The Google Pixels claim to fame is its TPM chip called Titan M, which - besides a couple of iPhones - is considered the only one which can reliably throttle brute force attempts, allowing users to securely use relatively easy PINs. For some time now I've been wondering how is this possible, and I'm here to call bull****.
This topic has been driving me crazy for some time, so I'm writing this in an overconfident manner not because I found the exact answer, but because I hope to provoke someone to proof me wrong.
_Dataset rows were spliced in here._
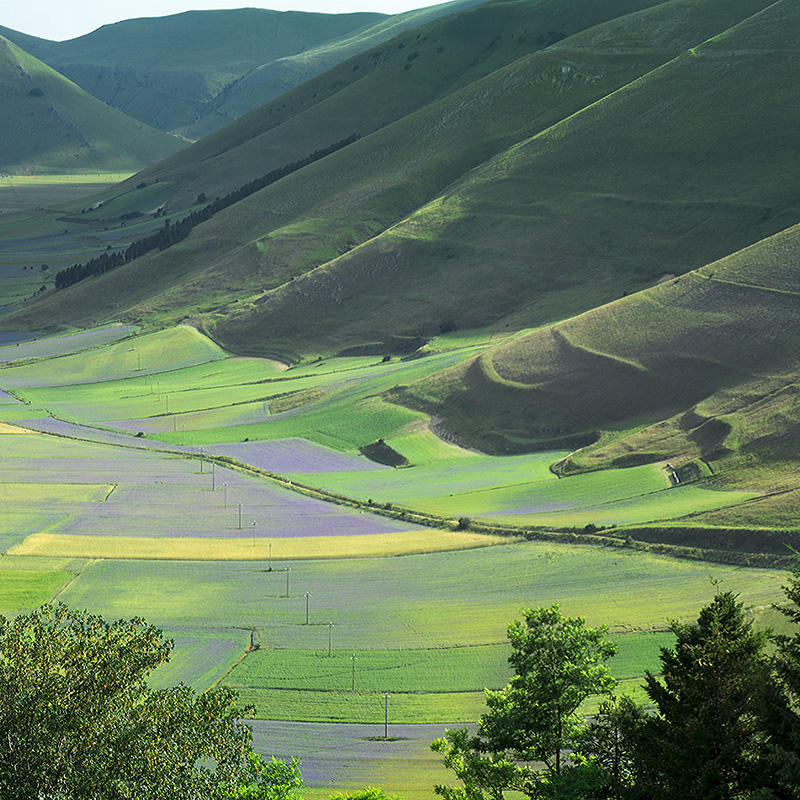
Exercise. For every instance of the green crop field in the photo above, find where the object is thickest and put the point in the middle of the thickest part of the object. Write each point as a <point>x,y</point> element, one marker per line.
<point>124,525</point>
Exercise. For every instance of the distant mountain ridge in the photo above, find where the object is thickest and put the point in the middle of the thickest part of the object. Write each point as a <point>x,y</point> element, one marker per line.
<point>194,72</point>
<point>51,125</point>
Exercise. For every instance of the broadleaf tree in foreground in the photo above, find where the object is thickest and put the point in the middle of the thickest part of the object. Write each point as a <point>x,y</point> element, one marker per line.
<point>558,662</point>
<point>78,719</point>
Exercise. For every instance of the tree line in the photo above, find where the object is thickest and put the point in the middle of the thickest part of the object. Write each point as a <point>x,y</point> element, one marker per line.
<point>171,234</point>
<point>723,724</point>
<point>79,721</point>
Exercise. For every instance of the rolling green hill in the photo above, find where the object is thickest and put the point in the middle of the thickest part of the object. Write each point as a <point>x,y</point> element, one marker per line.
<point>313,216</point>
<point>606,166</point>
<point>51,125</point>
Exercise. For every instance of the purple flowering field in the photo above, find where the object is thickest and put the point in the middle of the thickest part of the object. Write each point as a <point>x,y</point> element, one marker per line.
<point>161,495</point>
<point>293,455</point>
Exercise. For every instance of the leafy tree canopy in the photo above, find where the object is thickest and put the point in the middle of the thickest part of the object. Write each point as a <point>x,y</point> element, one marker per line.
<point>558,662</point>
<point>79,721</point>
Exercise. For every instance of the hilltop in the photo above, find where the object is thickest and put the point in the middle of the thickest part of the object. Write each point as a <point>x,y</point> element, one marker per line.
<point>51,125</point>
<point>194,72</point>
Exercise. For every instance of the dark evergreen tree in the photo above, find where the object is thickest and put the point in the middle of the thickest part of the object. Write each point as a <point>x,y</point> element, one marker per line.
<point>723,719</point>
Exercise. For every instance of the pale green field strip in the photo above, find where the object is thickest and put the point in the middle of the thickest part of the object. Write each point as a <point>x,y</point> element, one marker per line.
<point>664,505</point>
<point>463,669</point>
<point>422,447</point>
<point>200,657</point>
<point>341,426</point>
<point>440,486</point>
<point>166,350</point>
<point>12,430</point>
<point>346,706</point>
<point>450,599</point>
<point>30,493</point>
<point>11,412</point>
<point>520,490</point>
<point>229,393</point>
<point>377,545</point>
<point>92,178</point>
<point>368,707</point>
<point>22,590</point>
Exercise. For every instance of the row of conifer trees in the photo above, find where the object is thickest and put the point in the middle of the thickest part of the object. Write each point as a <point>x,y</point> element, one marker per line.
<point>171,234</point>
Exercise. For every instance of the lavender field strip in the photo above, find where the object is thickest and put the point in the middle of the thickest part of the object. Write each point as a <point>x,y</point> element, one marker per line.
<point>62,345</point>
<point>26,494</point>
<point>348,757</point>
<point>187,548</point>
<point>363,707</point>
<point>339,426</point>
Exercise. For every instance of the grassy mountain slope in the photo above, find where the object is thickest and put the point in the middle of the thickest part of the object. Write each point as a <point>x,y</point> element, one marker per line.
<point>382,86</point>
<point>312,216</point>
<point>638,360</point>
<point>51,125</point>
<point>280,75</point>
<point>633,187</point>
<point>194,72</point>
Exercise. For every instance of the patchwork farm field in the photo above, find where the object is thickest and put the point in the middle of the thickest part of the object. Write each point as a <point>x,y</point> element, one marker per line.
<point>226,500</point>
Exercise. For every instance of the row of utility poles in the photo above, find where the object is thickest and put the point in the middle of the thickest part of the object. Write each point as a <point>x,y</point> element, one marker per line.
<point>307,595</point>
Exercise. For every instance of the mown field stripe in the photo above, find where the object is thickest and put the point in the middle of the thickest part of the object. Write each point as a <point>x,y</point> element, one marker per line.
<point>207,549</point>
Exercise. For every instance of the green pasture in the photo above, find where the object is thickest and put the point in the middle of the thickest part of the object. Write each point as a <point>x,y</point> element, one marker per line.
<point>661,505</point>
<point>166,350</point>
<point>462,598</point>
<point>461,669</point>
<point>26,583</point>
<point>200,656</point>
<point>178,386</point>
<point>65,344</point>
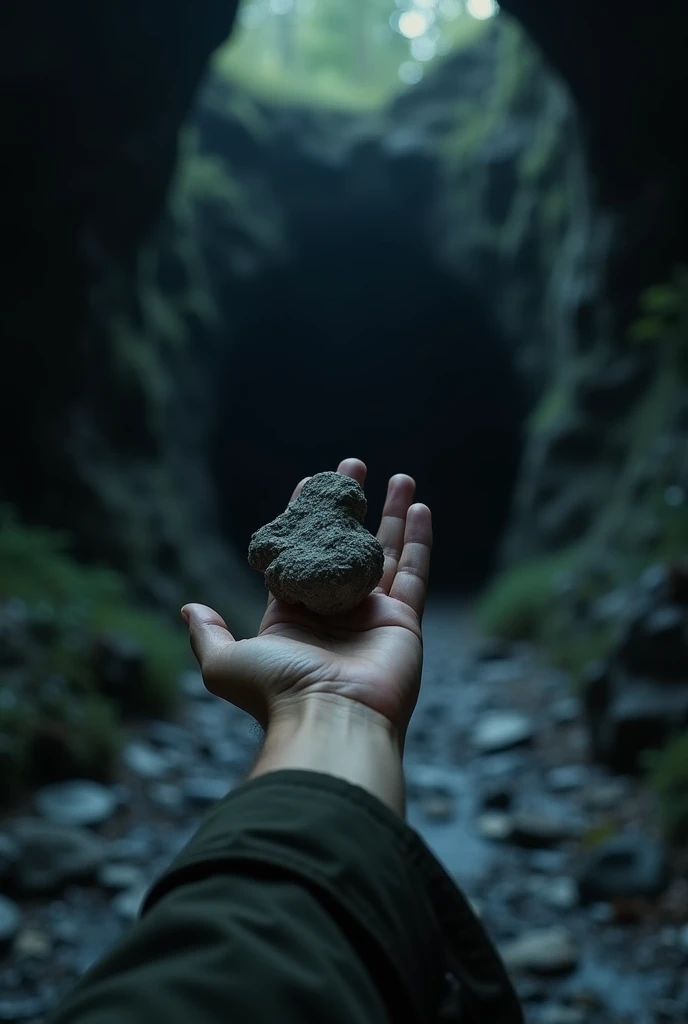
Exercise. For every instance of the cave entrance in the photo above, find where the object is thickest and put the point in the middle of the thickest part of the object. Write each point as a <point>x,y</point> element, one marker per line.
<point>363,346</point>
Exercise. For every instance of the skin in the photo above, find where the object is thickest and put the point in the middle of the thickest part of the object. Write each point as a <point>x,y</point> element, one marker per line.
<point>334,694</point>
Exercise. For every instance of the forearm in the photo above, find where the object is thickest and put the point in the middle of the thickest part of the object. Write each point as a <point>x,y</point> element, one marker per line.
<point>336,736</point>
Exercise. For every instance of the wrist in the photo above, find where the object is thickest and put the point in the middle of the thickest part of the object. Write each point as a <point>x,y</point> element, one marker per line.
<point>335,735</point>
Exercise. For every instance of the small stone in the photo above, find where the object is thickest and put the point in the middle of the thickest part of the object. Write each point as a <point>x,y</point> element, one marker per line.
<point>438,808</point>
<point>144,761</point>
<point>561,893</point>
<point>10,921</point>
<point>51,855</point>
<point>31,942</point>
<point>606,796</point>
<point>562,1015</point>
<point>550,951</point>
<point>167,797</point>
<point>502,730</point>
<point>497,798</point>
<point>318,553</point>
<point>120,876</point>
<point>205,791</point>
<point>624,867</point>
<point>495,825</point>
<point>566,778</point>
<point>78,803</point>
<point>127,904</point>
<point>169,734</point>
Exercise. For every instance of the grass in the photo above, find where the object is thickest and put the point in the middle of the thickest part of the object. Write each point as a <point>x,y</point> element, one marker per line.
<point>54,719</point>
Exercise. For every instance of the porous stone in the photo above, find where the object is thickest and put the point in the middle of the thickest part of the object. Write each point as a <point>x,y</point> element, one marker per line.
<point>317,553</point>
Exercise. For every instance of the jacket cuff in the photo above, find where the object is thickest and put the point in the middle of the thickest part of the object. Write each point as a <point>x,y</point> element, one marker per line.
<point>374,868</point>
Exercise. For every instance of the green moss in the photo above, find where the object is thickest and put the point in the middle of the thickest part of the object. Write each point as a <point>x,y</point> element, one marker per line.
<point>36,566</point>
<point>517,602</point>
<point>668,775</point>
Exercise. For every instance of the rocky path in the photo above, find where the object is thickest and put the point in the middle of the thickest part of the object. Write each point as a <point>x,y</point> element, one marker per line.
<point>500,786</point>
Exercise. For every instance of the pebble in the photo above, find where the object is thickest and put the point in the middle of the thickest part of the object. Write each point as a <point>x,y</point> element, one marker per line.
<point>624,867</point>
<point>565,711</point>
<point>561,893</point>
<point>562,1015</point>
<point>495,825</point>
<point>10,921</point>
<point>120,876</point>
<point>205,791</point>
<point>53,855</point>
<point>566,778</point>
<point>144,761</point>
<point>31,942</point>
<point>78,803</point>
<point>127,904</point>
<point>547,951</point>
<point>502,730</point>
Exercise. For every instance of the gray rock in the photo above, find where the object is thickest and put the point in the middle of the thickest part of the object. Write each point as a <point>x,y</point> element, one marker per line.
<point>317,552</point>
<point>502,730</point>
<point>566,778</point>
<point>10,921</point>
<point>205,791</point>
<point>167,797</point>
<point>52,855</point>
<point>77,803</point>
<point>624,867</point>
<point>120,876</point>
<point>548,951</point>
<point>144,761</point>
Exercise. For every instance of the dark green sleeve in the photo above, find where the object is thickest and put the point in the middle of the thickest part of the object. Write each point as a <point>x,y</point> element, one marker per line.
<point>301,900</point>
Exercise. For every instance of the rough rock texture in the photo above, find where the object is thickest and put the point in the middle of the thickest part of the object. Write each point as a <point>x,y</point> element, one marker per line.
<point>317,552</point>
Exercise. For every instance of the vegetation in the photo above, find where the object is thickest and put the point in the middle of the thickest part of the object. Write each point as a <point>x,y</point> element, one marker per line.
<point>346,53</point>
<point>668,774</point>
<point>54,612</point>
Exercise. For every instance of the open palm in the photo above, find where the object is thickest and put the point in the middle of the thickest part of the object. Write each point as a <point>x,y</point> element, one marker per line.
<point>372,655</point>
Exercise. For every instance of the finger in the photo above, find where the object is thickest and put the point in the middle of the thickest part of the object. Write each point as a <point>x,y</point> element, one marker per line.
<point>209,636</point>
<point>411,582</point>
<point>354,468</point>
<point>399,496</point>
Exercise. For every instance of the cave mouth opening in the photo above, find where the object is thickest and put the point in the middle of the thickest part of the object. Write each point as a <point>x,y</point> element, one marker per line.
<point>362,345</point>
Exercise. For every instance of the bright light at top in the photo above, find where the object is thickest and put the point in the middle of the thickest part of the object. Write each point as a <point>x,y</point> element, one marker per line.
<point>482,9</point>
<point>414,24</point>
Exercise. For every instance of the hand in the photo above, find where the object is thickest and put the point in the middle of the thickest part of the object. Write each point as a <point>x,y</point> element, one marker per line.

Titan-M does absolutely anything special about throttling. Because Titan-M has exact throttling progression defined with exact seconds, then to do this it needs to count passage of time, and to do that it needs power. If Titan-M doesn't have its own battery (which should be able to run for 10+ years) and clock, then it's relying on external signal to count the time. So all you need to do, is to move it over to a special board and speed up time after every failed PIN attempt. It might be even as simple as changing the time value on the board, if Titan-M doesn't count it by itself using signal frequency.
TLDR: I'm here to claim, the PIN throttling is based on either:
- external time value
- is counted based on experienced frequency.
Both of which can be easily manipulated.
BTW. It gets worse. While researching this topic, I've found a research paper about Titan-M [1]. It claims Titan-M firmware can be updated, and this process is secured by user password, so just PIN.
Why then we didn't hear about bypassing PIN on GrapheneOS? I think it's because GrapheneOS is such a small niche, it will just happen when required (or even already happened), but there's just no reason for perpetrators to talk about it. For standard Pixels it's not necessary, Google can just bypass anything over Google Play Services on court order.
So what to do? Consider your threat model. GrapheneOS was always encouraging strong password as the safest solution. I'm just here to claim, bypassing PIN throttling is most likely a lot easier to defeat than it is commonly believed.
Appendix: can it be done better? Yes. Yubikeys don't allow firmware updates at all. They don't throttle PIN attempts, then count them and clear the PK when the limit is reached. This has a side effect: it's easy for a bad actor to reset the device. Someone could just take the phone, reach the limit to wipe it - pretty annoying.